The download of objects is throttled based on the configured limits. When one of the limits is hit, the adapter waits for already downloaded objects to be processed and deleted before attempting to download the next object.

Configure DiskLimit at least twice the size of the object with maximum size. Set 0 to disable the limit.

Note: This property is disregarded when UseStreaming is set to true.

Folder Name

String

The folder path under the bucket where objects are picked and processed. When the property is left empty, adapter picks objects from the bucket's root.

Include Subfolders

Boolean

False

When you enable subfolder processing, the adapter processes objects under the configured path and recursively processes the folders under the configured path.

Object Detection Mode

Enum

GCSDirectoryListing

Choose one of these modes:

GCSDirectoryListing: The adapter fetches the metadata of all objects from the specified path (bucket, folder) and identifies the delta based on the last object fetched in the previous fetch.

GCSAuditLogNotification: The adapter fetches the "object create" audit log entries starting from the timestamp of the last object fetched in the previous fetch.

Object Filter

String

*

A wildcard of the object name.

For example:

*obj.csv

*obj*

First-Object*

*

We currently support only the "*" character.

Parser

String

Defines how to parse data from the adapter.

Polling Interval

Integer

5000 (5 seconds)

The time in milliseconds the adapter will wait before polling for changes in the configured bucket.

Private Service Connect Endpoint

String

If using Private Service Connect with Google Cloud Storage, specify the endpoint created in the target Virtual Private Cloud, as described in Private Service Connect support for Google cloud adapters.

Project Id

String

The Google Cloud Platform project for the bucket.

Service Account Key

File

The path (from root or the Striim program directory) and file name to the JSON credentials file downloaded from Google (see the information about Service Accounts in Prerequisites). You must copy this file to the same location on each Striim server that will run this adapter, or to a network location accessible by all servers.

If you do not specify a value for this property, Striim will use the $GOOGLE_APPLICATION_CREDENTIALS environment variable.

Start Timestamp

String

In Incremental mode, this property lets you start from a particular point in time.

This property is not honored in case of resuming from a recovery and the position supplied by the recovery will take precedence.
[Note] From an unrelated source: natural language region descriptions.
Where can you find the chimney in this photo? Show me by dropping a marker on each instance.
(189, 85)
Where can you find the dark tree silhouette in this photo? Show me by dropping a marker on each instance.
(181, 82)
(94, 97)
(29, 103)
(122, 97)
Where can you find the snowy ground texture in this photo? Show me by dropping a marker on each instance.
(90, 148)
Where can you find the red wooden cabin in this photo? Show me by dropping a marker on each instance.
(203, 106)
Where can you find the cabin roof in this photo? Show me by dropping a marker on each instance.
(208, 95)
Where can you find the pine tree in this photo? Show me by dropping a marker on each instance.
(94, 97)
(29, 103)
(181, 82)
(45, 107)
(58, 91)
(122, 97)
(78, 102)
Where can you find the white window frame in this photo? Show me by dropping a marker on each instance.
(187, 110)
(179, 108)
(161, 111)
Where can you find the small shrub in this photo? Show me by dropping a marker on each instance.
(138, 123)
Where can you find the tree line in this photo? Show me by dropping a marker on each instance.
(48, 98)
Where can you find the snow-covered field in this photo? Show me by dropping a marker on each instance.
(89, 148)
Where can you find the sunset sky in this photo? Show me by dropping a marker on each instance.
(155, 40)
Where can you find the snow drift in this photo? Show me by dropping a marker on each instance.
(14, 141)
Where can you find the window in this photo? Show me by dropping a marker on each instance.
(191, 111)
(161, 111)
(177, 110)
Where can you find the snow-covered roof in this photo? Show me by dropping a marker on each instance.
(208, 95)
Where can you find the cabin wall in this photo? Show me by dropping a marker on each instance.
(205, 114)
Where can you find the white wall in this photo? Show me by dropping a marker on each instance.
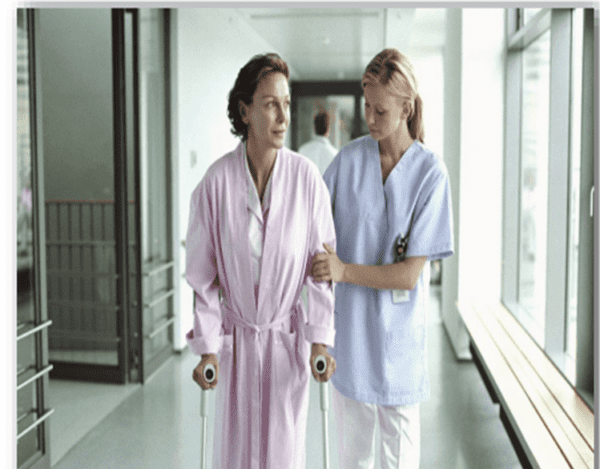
(473, 149)
(212, 45)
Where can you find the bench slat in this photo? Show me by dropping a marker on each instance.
(558, 423)
(574, 406)
(533, 433)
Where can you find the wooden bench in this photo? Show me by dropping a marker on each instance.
(548, 423)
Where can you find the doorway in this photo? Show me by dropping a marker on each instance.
(96, 293)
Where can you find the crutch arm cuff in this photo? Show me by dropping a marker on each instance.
(204, 345)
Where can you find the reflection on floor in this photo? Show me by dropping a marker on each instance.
(78, 408)
(157, 426)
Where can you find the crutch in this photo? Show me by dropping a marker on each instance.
(321, 367)
(209, 376)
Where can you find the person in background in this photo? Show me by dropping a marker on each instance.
(319, 149)
(257, 218)
(390, 197)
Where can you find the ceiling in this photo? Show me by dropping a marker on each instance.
(332, 43)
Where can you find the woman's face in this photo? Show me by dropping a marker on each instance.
(268, 116)
(384, 111)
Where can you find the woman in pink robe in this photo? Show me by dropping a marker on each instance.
(247, 262)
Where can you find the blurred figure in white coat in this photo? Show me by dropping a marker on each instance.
(319, 149)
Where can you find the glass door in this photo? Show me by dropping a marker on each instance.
(152, 274)
(32, 317)
(82, 158)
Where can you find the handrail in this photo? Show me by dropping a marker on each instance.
(160, 268)
(34, 330)
(39, 374)
(46, 414)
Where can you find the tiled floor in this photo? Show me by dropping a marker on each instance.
(158, 427)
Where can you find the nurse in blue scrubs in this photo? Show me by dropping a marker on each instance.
(385, 187)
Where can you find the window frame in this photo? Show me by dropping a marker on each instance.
(518, 36)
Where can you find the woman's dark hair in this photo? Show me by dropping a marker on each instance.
(245, 85)
(322, 123)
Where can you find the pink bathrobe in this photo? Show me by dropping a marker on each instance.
(264, 351)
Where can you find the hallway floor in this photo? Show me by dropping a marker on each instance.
(157, 426)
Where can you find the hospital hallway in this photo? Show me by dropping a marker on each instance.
(129, 166)
(158, 426)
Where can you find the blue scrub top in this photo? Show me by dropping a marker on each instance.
(381, 346)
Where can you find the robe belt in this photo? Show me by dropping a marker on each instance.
(256, 328)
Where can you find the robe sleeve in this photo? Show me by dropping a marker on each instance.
(432, 232)
(320, 326)
(201, 274)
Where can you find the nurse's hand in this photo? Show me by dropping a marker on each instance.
(209, 358)
(327, 266)
(321, 349)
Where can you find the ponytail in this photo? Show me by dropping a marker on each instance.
(415, 122)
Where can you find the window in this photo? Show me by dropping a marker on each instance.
(549, 158)
(534, 183)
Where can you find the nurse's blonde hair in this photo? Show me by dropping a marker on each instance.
(393, 69)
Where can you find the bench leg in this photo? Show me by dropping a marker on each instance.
(521, 454)
(483, 374)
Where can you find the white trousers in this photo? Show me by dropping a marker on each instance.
(399, 427)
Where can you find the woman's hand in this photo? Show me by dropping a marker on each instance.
(327, 266)
(321, 349)
(198, 375)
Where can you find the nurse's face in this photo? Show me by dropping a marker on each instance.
(268, 116)
(384, 111)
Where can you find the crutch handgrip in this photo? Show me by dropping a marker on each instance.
(321, 364)
(321, 367)
(209, 375)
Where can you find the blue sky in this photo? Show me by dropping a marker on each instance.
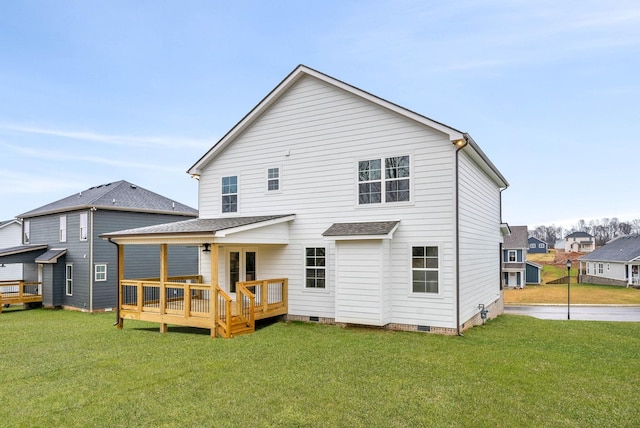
(98, 91)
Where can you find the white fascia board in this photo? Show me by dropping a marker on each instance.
(223, 233)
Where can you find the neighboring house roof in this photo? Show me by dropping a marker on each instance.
(118, 196)
(6, 223)
(578, 235)
(199, 226)
(622, 249)
(472, 148)
(518, 238)
(21, 249)
(377, 229)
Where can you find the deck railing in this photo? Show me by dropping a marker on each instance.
(201, 305)
(18, 291)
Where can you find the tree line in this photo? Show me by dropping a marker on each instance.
(603, 230)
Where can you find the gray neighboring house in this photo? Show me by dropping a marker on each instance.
(615, 263)
(78, 270)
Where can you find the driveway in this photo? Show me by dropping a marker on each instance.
(578, 312)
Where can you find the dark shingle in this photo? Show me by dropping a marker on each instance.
(120, 195)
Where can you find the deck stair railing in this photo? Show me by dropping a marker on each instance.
(18, 291)
(183, 302)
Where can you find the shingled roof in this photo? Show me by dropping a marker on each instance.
(118, 196)
(623, 249)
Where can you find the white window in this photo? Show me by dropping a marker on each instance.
(84, 217)
(26, 227)
(273, 179)
(100, 272)
(392, 184)
(230, 194)
(69, 279)
(315, 267)
(425, 269)
(63, 228)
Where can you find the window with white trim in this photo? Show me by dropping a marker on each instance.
(315, 267)
(393, 184)
(69, 279)
(63, 229)
(273, 179)
(230, 194)
(425, 269)
(100, 272)
(84, 222)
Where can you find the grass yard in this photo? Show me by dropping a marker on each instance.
(61, 368)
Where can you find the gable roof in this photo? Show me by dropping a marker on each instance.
(517, 238)
(578, 235)
(119, 196)
(301, 71)
(622, 249)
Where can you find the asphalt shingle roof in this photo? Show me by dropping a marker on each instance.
(623, 249)
(519, 237)
(119, 195)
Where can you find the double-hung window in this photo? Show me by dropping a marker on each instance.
(273, 179)
(84, 222)
(63, 228)
(100, 273)
(230, 194)
(315, 267)
(384, 180)
(425, 269)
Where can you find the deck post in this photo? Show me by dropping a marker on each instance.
(120, 265)
(164, 274)
(214, 290)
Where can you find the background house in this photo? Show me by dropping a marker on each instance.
(11, 236)
(514, 255)
(536, 246)
(377, 215)
(78, 270)
(580, 242)
(615, 263)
Supported formats and examples:

YYYY-MM-DD'T'hh:mm:ss.sssTZD

For example:

2022-01-21T13:38:00.4

2022-01-21T13:38:00.811

File processing starts from the specified point of time, meaning that for any file modified at or after the specified StartTimeStamp, those files will be processed.

Where:

  • YYYY = four-digit year

  • MM = two-digit month

  • DD = two-digit day

  • hh = two digits of hour

  • mm = two digits of minute

  • ss = two digits of second

  • sss = one to three digits representing a decimal fraction of a second

  • TZD = optional time zone

Use Streaming

Boolean

True

Streaming is the default and recommended mode of fetching objects from a bucket. Disable this mode of operation when you want to download entire files to local storage before processing them. Parquet files require downloading.